First, to avoid any confusion, let’s make this clear: a home equity line of credit (or HELOC) is, in fact, a type of second mortgage. However, it is often perceived as something different due to the way that a HELOC is structured.
Unlike traditional mortgage loans, a HELOC grants the homeowner access to an ongoing line of credit that they may withdraw from as they please. A second mortgage loan that is not a HELOC provides the homeowner with a single lump sum payment of their loan amount. This is the most fundamental difference between second mortgages and home equity lines of credit.
When to Consider a HELOC
This type of mortgage loan is popular among homeowners who plan to make a series of big renovations to their property. This is often done with the intention of selling the house sometime later, as the repairs and upgrades are likely to increase the value of the home. Home equity lines of credit are used in these scenarios because the homeowner may withdraw funds as needed for the project of the moment, which can make it easier to keep track of your renovation budget.
A HELOC is ideal if you are requesting a smaller amount that you feel confident about paying back in a timely manner, or if you are not sure exactly what you will need to purchase with the money you’re getting from the loan.
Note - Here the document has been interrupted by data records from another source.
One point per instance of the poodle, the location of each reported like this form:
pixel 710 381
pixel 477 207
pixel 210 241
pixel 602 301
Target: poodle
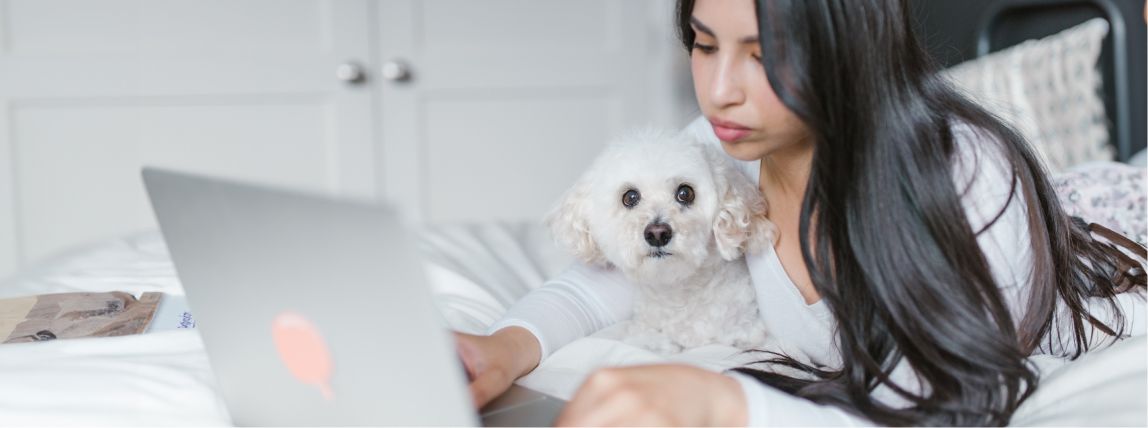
pixel 676 218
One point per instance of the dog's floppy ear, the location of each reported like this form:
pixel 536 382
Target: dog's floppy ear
pixel 569 225
pixel 741 225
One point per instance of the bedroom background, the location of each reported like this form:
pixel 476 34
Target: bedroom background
pixel 456 110
pixel 473 116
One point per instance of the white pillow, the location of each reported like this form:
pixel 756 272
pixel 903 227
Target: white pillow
pixel 1049 91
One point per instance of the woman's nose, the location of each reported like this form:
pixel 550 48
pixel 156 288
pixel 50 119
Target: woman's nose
pixel 726 90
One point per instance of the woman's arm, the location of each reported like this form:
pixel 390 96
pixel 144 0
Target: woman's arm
pixel 576 303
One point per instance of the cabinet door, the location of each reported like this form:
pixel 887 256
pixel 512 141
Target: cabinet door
pixel 497 106
pixel 92 91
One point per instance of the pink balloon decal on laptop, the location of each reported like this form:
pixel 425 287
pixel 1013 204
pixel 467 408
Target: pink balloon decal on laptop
pixel 303 351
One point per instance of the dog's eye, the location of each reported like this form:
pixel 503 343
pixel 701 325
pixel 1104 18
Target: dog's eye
pixel 685 194
pixel 630 197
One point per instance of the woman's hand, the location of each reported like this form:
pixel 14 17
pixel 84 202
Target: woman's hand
pixel 658 395
pixel 493 363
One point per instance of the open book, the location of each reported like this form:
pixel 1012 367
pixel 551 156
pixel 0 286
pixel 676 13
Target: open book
pixel 90 314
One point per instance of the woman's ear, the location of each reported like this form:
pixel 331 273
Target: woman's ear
pixel 569 225
pixel 741 225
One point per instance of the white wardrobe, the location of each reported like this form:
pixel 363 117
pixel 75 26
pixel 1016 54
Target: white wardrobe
pixel 454 110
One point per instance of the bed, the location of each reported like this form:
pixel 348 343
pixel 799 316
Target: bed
pixel 478 270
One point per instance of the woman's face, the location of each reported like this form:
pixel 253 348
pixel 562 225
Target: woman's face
pixel 731 85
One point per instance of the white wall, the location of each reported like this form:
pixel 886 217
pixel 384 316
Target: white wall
pixel 90 91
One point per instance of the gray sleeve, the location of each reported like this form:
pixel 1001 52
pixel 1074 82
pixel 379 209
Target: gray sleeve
pixel 576 303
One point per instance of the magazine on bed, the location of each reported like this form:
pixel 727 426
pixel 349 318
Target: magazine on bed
pixel 90 314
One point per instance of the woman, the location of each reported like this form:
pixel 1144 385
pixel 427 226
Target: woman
pixel 929 254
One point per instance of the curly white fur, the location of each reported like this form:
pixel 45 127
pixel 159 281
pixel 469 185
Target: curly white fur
pixel 695 289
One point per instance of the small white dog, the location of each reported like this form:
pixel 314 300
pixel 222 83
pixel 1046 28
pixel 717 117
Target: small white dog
pixel 676 218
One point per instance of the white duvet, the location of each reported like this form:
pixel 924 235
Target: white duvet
pixel 476 272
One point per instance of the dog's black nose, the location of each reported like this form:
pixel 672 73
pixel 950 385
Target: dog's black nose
pixel 658 234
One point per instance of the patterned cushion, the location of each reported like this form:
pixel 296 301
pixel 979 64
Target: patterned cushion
pixel 1049 91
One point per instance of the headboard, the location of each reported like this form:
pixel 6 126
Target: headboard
pixel 960 30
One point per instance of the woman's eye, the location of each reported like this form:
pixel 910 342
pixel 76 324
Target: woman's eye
pixel 630 197
pixel 685 194
pixel 704 48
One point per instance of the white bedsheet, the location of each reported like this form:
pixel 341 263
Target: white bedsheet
pixel 476 272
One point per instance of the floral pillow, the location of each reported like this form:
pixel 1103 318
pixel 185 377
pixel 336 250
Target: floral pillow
pixel 1108 193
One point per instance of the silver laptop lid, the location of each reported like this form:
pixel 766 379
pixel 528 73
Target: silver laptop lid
pixel 334 285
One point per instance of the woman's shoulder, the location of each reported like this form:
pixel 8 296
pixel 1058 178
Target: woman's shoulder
pixel 700 131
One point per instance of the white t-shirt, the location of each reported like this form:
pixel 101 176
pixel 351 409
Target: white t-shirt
pixel 584 300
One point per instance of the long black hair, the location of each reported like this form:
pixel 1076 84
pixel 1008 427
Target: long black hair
pixel 882 127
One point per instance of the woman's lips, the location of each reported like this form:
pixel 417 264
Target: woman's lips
pixel 729 131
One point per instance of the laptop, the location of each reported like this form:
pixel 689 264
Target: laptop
pixel 313 311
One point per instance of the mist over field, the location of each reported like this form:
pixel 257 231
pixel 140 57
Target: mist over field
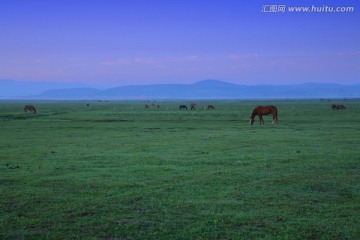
pixel 206 89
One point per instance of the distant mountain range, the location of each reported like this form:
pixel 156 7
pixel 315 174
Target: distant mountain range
pixel 207 89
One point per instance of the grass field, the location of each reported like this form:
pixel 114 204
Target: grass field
pixel 114 170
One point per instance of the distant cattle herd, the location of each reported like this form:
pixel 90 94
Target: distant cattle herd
pixel 258 111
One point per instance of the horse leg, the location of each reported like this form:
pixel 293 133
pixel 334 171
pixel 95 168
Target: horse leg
pixel 261 119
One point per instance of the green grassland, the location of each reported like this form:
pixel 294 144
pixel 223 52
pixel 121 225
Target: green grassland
pixel 114 170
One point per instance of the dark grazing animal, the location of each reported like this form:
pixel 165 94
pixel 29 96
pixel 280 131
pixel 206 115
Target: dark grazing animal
pixel 182 107
pixel 211 107
pixel 30 108
pixel 264 110
pixel 338 107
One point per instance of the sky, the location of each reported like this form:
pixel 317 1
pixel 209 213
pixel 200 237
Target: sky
pixel 108 43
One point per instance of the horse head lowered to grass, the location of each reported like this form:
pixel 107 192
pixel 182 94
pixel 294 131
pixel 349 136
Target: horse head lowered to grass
pixel 264 110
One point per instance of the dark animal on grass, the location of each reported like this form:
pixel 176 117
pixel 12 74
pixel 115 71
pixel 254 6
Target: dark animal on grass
pixel 182 107
pixel 264 110
pixel 211 107
pixel 30 108
pixel 338 107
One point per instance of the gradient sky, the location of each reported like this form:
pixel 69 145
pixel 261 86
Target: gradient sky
pixel 121 42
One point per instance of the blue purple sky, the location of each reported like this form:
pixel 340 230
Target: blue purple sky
pixel 123 42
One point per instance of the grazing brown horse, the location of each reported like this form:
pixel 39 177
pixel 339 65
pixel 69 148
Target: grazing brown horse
pixel 211 107
pixel 181 107
pixel 264 110
pixel 30 108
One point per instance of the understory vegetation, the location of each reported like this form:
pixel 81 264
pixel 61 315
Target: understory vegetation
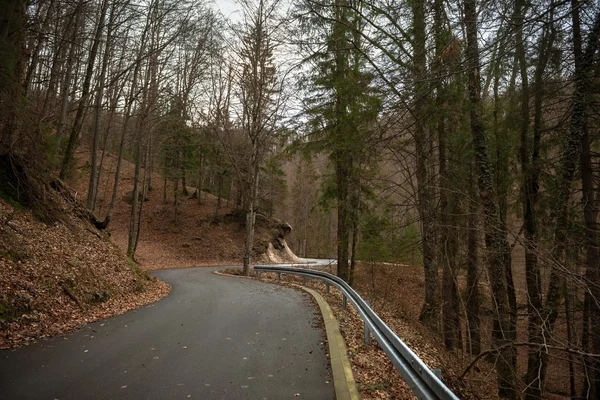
pixel 457 137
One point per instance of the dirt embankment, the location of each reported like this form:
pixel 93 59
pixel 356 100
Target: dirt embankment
pixel 206 231
pixel 56 277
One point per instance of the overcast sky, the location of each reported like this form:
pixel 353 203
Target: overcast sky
pixel 228 8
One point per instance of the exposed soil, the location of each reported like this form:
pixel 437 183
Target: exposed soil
pixel 204 233
pixel 55 278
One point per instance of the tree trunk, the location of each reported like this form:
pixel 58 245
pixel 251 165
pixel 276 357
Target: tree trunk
pixel 251 207
pixel 430 312
pixel 92 184
pixel 472 303
pixel 133 219
pixel 64 89
pixel 496 244
pixel 85 91
pixel 573 151
pixel 531 171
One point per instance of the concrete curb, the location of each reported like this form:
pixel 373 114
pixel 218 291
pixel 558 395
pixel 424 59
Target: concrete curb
pixel 343 379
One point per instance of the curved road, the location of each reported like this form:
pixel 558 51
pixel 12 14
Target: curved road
pixel 213 337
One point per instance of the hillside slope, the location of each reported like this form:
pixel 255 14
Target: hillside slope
pixel 204 234
pixel 56 277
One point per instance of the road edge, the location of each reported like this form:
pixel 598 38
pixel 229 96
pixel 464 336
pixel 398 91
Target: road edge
pixel 343 379
pixel 341 369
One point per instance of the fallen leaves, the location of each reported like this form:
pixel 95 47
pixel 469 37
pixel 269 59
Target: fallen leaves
pixel 58 267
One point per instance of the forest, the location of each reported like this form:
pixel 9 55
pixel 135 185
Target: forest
pixel 459 136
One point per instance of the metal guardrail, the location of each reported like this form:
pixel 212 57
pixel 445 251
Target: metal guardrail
pixel 423 381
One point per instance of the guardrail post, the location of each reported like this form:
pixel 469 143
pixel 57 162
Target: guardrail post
pixel 367 331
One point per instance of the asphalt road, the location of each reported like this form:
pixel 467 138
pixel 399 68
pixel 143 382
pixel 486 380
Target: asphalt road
pixel 213 337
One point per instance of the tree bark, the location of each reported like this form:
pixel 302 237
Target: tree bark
pixel 85 92
pixel 496 244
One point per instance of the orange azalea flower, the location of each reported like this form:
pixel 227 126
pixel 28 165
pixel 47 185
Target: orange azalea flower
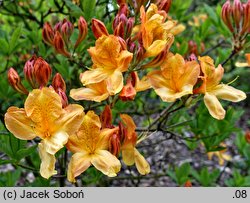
pixel 110 59
pixel 213 90
pixel 154 32
pixel 130 154
pixel 89 146
pixel 175 79
pixel 43 116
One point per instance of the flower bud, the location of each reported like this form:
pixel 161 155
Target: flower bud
pixel 99 28
pixel 29 72
pixel 247 136
pixel 58 82
pixel 60 45
pixel 42 72
pixel 67 30
pixel 48 34
pixel 15 81
pixel 83 30
pixel 114 144
pixel 237 10
pixel 226 13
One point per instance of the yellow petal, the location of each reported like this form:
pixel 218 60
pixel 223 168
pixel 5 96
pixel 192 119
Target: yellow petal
pixel 55 142
pixel 141 163
pixel 128 155
pixel 43 106
pixel 79 163
pixel 115 83
pixel 214 106
pixel 47 167
pixel 228 93
pixel 88 94
pixel 105 162
pixel 71 119
pixel 94 76
pixel 19 124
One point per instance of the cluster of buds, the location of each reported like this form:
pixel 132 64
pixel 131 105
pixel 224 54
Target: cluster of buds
pixel 237 18
pixel 122 25
pixel 36 71
pixel 59 36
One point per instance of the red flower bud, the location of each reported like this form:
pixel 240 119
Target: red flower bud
pixel 29 72
pixel 99 28
pixel 48 34
pixel 15 81
pixel 60 45
pixel 42 72
pixel 58 83
pixel 83 30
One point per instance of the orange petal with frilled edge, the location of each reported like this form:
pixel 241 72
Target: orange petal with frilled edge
pixel 55 142
pixel 71 119
pixel 155 48
pixel 43 106
pixel 94 76
pixel 214 106
pixel 87 136
pixel 47 167
pixel 115 83
pixel 79 163
pixel 228 93
pixel 19 124
pixel 105 162
pixel 141 163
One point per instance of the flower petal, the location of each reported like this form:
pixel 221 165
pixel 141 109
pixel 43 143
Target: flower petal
pixel 55 142
pixel 141 163
pixel 214 106
pixel 79 163
pixel 47 167
pixel 228 93
pixel 105 162
pixel 71 119
pixel 19 124
pixel 43 106
pixel 115 83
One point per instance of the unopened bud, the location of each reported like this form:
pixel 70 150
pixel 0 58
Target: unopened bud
pixel 226 14
pixel 42 72
pixel 83 30
pixel 237 12
pixel 48 34
pixel 15 81
pixel 114 144
pixel 58 82
pixel 99 28
pixel 29 72
pixel 60 45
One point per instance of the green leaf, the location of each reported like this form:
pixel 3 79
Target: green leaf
pixel 25 152
pixel 14 39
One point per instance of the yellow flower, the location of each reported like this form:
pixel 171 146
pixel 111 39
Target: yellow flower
pixel 110 59
pixel 154 31
pixel 89 146
pixel 43 116
pixel 130 154
pixel 213 90
pixel 175 79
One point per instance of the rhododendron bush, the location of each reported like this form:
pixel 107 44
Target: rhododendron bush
pixel 90 88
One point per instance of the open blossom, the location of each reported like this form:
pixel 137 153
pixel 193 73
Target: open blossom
pixel 155 32
pixel 44 117
pixel 89 145
pixel 175 79
pixel 130 155
pixel 110 59
pixel 213 90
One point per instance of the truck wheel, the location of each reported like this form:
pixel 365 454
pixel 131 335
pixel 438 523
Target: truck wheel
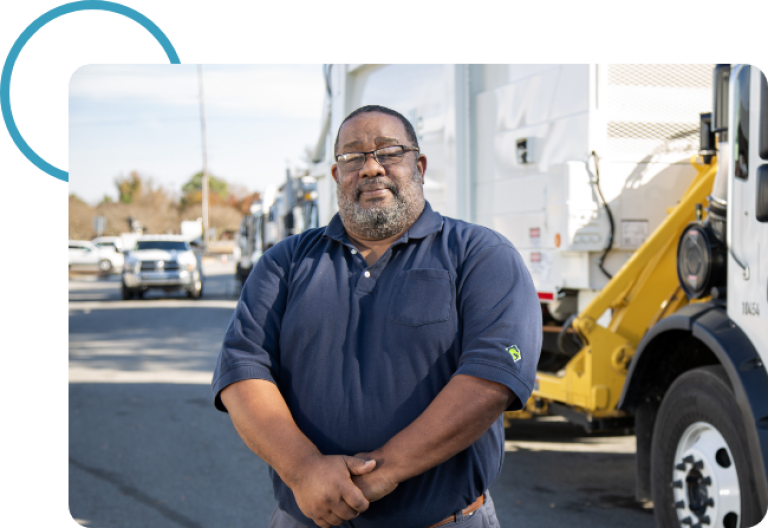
pixel 700 469
pixel 127 293
pixel 196 291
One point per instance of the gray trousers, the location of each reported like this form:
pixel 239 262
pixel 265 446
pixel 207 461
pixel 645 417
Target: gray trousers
pixel 483 517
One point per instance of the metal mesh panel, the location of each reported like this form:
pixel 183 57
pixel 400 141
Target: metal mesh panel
pixel 652 110
pixel 661 74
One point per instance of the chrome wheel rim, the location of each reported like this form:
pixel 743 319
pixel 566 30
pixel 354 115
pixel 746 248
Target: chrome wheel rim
pixel 705 484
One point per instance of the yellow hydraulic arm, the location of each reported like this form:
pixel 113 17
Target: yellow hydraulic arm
pixel 643 291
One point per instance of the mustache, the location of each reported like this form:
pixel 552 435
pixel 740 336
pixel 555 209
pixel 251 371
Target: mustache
pixel 372 183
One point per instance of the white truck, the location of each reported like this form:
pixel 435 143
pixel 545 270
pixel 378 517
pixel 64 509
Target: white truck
pixel 645 236
pixel 283 212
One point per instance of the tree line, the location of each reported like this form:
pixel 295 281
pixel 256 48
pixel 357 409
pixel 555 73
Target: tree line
pixel 156 209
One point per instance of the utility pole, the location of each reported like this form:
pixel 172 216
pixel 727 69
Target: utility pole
pixel 205 161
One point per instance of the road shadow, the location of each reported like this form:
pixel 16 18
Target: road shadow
pixel 159 455
pixel 555 429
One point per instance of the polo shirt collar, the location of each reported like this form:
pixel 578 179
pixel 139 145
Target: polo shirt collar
pixel 428 222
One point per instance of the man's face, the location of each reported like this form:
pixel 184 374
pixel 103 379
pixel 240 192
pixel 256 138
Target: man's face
pixel 378 202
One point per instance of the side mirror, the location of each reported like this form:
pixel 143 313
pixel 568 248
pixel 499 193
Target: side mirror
pixel 761 201
pixel 763 144
pixel 720 103
pixel 706 137
pixel 288 220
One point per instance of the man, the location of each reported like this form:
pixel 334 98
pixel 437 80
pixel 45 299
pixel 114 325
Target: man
pixel 369 362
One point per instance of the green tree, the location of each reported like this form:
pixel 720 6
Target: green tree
pixel 128 187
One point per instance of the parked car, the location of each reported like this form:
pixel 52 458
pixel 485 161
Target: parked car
pixel 84 253
pixel 161 261
pixel 114 243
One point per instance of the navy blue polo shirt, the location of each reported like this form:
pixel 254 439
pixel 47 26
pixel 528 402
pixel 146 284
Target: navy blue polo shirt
pixel 359 352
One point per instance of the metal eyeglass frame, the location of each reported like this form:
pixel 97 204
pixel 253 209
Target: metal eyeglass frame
pixel 365 155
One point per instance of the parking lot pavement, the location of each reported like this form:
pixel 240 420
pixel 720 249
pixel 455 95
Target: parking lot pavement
pixel 145 447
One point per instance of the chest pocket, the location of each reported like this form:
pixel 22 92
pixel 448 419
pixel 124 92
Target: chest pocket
pixel 421 297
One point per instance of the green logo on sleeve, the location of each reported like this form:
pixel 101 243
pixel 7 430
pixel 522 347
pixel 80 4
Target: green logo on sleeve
pixel 515 352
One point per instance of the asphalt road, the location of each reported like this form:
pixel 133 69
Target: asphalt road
pixel 146 448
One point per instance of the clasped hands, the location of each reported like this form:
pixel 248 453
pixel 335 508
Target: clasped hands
pixel 337 488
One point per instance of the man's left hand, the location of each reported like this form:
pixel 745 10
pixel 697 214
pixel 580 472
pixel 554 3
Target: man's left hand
pixel 376 484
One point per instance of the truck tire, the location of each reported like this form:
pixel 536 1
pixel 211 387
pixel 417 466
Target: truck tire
pixel 196 291
pixel 127 293
pixel 700 469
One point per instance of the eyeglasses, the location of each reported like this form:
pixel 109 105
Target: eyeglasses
pixel 383 156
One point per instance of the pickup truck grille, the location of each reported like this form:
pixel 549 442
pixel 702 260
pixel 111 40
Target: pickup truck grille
pixel 154 265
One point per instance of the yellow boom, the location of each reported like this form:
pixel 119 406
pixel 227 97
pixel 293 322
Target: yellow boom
pixel 644 290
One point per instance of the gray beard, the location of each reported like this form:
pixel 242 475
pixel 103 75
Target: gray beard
pixel 380 222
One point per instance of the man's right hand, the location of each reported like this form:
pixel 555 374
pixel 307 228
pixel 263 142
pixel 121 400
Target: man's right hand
pixel 325 492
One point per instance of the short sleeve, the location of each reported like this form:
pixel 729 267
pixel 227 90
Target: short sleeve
pixel 251 344
pixel 501 320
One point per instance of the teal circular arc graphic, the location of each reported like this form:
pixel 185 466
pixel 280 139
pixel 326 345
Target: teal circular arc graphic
pixel 30 31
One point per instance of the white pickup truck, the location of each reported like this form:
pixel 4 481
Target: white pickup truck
pixel 161 261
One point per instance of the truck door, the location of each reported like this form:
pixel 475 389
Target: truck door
pixel 748 258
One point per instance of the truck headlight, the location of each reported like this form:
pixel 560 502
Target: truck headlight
pixel 701 260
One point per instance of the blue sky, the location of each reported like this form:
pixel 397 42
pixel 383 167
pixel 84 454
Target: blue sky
pixel 146 117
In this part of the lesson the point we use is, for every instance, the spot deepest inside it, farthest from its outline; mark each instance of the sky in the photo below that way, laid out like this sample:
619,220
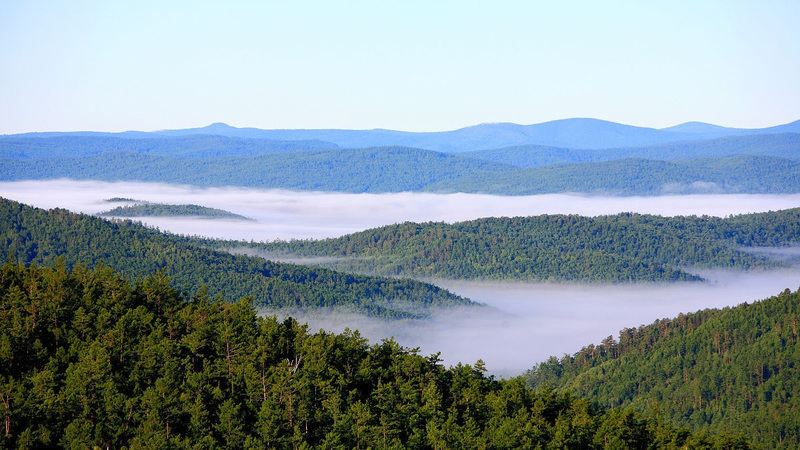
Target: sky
406,65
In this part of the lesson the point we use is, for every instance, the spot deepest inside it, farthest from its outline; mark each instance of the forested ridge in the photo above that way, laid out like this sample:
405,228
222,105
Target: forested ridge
622,247
37,236
88,360
401,169
637,176
783,145
734,368
143,209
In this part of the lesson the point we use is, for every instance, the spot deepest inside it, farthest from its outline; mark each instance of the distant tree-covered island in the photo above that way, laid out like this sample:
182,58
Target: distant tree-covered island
88,360
146,209
619,248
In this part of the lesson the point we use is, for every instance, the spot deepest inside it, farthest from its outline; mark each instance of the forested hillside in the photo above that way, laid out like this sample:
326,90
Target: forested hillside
752,164
785,145
36,236
144,209
89,361
731,369
386,169
635,176
624,247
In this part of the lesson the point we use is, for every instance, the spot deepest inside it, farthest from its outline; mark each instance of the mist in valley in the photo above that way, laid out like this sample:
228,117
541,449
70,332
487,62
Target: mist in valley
523,323
302,215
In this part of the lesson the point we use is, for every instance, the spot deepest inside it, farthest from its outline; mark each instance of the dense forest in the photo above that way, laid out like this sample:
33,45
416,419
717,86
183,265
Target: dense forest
144,209
637,176
36,236
88,360
776,145
623,247
730,369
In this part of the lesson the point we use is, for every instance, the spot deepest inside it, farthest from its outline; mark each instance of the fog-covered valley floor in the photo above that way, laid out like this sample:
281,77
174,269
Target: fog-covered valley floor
528,322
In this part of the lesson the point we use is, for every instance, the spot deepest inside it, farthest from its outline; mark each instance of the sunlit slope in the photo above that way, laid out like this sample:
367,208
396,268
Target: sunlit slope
624,247
36,236
91,361
714,370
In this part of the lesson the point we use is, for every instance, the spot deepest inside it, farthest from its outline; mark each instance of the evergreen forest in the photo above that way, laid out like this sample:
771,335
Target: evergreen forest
89,360
729,369
36,236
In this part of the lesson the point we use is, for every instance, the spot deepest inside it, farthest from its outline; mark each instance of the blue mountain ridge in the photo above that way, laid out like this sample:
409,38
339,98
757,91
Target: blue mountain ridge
576,133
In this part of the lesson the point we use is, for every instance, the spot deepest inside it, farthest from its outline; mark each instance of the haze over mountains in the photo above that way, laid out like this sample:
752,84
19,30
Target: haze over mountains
574,155
578,133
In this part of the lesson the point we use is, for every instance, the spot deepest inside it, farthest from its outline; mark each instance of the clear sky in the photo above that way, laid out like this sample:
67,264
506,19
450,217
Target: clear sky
407,65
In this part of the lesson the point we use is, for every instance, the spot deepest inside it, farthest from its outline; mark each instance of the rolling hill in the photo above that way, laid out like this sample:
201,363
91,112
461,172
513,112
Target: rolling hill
576,133
35,236
620,248
714,370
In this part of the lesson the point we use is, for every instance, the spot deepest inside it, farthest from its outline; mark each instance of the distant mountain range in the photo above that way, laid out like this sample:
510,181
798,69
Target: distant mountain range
576,133
575,155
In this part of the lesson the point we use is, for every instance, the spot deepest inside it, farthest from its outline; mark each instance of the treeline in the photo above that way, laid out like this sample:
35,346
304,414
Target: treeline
735,368
89,361
36,236
144,209
618,248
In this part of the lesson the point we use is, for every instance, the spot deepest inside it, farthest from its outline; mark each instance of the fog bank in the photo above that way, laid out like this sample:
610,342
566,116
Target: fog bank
299,215
531,322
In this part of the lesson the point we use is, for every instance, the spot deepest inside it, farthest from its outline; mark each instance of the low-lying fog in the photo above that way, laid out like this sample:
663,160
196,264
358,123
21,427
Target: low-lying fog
287,215
529,322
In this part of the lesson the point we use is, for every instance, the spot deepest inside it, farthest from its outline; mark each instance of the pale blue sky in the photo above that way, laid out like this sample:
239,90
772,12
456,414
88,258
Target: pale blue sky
410,65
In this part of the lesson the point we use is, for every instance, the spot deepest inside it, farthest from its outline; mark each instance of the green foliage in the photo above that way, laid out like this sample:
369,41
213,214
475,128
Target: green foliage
90,361
785,145
144,209
619,248
196,146
635,176
402,169
714,370
36,236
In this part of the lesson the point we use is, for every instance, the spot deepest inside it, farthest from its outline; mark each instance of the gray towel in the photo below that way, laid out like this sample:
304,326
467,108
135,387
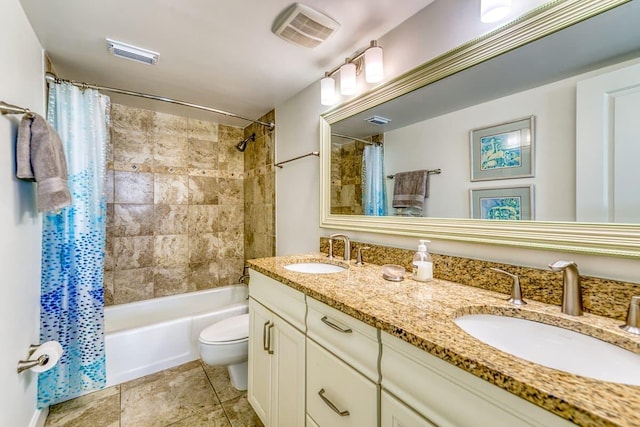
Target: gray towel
410,189
40,158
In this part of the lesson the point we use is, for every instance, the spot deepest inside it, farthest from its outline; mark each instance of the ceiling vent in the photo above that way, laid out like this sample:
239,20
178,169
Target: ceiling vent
304,26
377,120
127,51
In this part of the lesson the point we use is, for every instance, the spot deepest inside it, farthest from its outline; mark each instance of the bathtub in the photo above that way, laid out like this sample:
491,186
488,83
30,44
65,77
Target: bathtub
149,336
When to Consider a Lump Sum Second Mortgage Loan
Lump sum mortgage loans are largely considered by those who need to make large investments all at once toward their property, their debts, or their future. One common example of these situations is when someone in the household is going to college. This money can be used to pay the tuition and other fees, and the resulting degree may further the person’s overall financial standing.
A lump sum is also a viable solution for those looking to consolidate their existing, unsecured debts. Oftentimes, the interest rate on a second mortgage loan is lower than the interest rates of many credit cards and loans from other institutions. This is why so many homeowners turn to second mortgages to handle other areas of their life where they have accumulated debt.
Second mortgages and home equity lines of credit are similar in the way that they grant homeowners access to the equity of their homes. The essential difference is how the money is dispersed, which effects the applications of the funds once the request for a loan has been approved. Both can be great options for investment into your property or your future, but one must consider both options carefully before making a final decision.